Open egeozguroglu opened 1 year ago
We will take a look into this problem recently
Thanks, please let me know! @rentainhe @SlongLiu This is especially problematic when prompting GroundingDINO + SAM with a set of vocabulary (305 nouns in our case). Many, many groups of nouns get tacked onto each other, e.g. "dough tofu potato peeler biscuit" become a group when we prompt the model for separate predictions with 305 nouns.
I have a same issue with multi-class objects.
Please inform if there is any updates regarding this in the future :)
Hello! :) Nice work! is there any update with this issue? I am currently having the same problem
Hi, I've been using GroundingDINO + SAM for our research, and would like to query for multiple object categories for my usecase. e.g. "jug . onion . chair . toaster . wire . counter . glass . oil . potato . package ." (as suggested on this repo).

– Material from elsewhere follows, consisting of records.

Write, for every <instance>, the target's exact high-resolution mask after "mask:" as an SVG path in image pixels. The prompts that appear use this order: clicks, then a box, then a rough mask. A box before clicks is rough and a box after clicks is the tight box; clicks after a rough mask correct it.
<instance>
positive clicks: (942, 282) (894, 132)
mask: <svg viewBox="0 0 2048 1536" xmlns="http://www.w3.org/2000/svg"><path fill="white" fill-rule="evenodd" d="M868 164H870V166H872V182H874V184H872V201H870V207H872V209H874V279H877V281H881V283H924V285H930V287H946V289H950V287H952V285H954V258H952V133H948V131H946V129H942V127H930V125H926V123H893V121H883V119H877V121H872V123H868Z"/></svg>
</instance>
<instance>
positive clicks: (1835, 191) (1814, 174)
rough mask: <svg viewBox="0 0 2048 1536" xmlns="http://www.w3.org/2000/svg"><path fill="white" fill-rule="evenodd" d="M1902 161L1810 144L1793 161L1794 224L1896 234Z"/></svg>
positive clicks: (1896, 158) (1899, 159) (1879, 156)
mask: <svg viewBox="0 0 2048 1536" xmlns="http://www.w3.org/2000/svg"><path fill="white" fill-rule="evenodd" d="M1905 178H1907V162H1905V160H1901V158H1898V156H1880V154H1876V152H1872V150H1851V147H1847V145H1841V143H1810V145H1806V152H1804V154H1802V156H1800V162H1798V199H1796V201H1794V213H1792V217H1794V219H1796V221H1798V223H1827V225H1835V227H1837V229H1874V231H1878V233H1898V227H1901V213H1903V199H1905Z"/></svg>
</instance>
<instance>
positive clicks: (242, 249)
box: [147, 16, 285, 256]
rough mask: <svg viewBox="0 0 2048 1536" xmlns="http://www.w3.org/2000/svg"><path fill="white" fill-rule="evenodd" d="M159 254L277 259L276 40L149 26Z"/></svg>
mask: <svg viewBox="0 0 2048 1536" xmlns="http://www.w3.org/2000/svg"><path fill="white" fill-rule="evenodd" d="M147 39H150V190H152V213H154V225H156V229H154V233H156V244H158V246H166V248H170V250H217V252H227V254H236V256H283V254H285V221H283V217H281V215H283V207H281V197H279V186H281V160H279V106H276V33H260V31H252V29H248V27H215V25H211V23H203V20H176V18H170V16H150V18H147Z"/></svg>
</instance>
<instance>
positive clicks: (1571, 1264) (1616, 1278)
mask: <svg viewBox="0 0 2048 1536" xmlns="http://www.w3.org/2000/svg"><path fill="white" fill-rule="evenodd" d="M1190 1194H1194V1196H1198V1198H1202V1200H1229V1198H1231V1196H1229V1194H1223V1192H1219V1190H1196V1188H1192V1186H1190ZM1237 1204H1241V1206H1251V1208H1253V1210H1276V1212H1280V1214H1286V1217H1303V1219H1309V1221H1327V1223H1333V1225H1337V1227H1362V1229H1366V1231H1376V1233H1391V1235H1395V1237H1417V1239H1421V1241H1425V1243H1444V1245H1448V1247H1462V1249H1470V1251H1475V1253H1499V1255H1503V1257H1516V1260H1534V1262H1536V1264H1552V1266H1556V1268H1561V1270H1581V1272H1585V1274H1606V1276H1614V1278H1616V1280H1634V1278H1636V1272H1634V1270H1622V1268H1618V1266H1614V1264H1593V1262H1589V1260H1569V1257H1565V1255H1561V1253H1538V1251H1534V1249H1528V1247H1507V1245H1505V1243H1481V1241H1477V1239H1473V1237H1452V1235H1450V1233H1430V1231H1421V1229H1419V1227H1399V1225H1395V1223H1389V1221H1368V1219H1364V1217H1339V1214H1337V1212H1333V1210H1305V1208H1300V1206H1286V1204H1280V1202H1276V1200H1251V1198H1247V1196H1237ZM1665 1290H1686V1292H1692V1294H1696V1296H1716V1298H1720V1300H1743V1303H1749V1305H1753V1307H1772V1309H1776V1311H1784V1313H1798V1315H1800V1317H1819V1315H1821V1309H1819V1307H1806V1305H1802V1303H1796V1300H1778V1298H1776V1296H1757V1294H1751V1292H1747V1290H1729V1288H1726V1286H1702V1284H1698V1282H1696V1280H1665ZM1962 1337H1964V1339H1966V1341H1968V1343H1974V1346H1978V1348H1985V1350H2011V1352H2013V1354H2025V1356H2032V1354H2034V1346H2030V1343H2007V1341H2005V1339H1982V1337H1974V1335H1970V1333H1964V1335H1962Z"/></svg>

Unfortunately, when multiple object classes are added to the prompt as suggested, the GroundingDINO predictions get made with some categories combined. I was able to replicate the same error with your Huggingface Spaces Demo. See below.
Detection Prompt: "jug . onion . chair . toaster . wire . counter . glass . oil . potato . package ."
Input image:
Prediction Output:
In this case, glass and oil were combined into "glass oil," which is not desired behavior.
Would you have any insights on a quick solution? I will ultimately want to detect 300 object classes with one prompt, so resolving this is essential.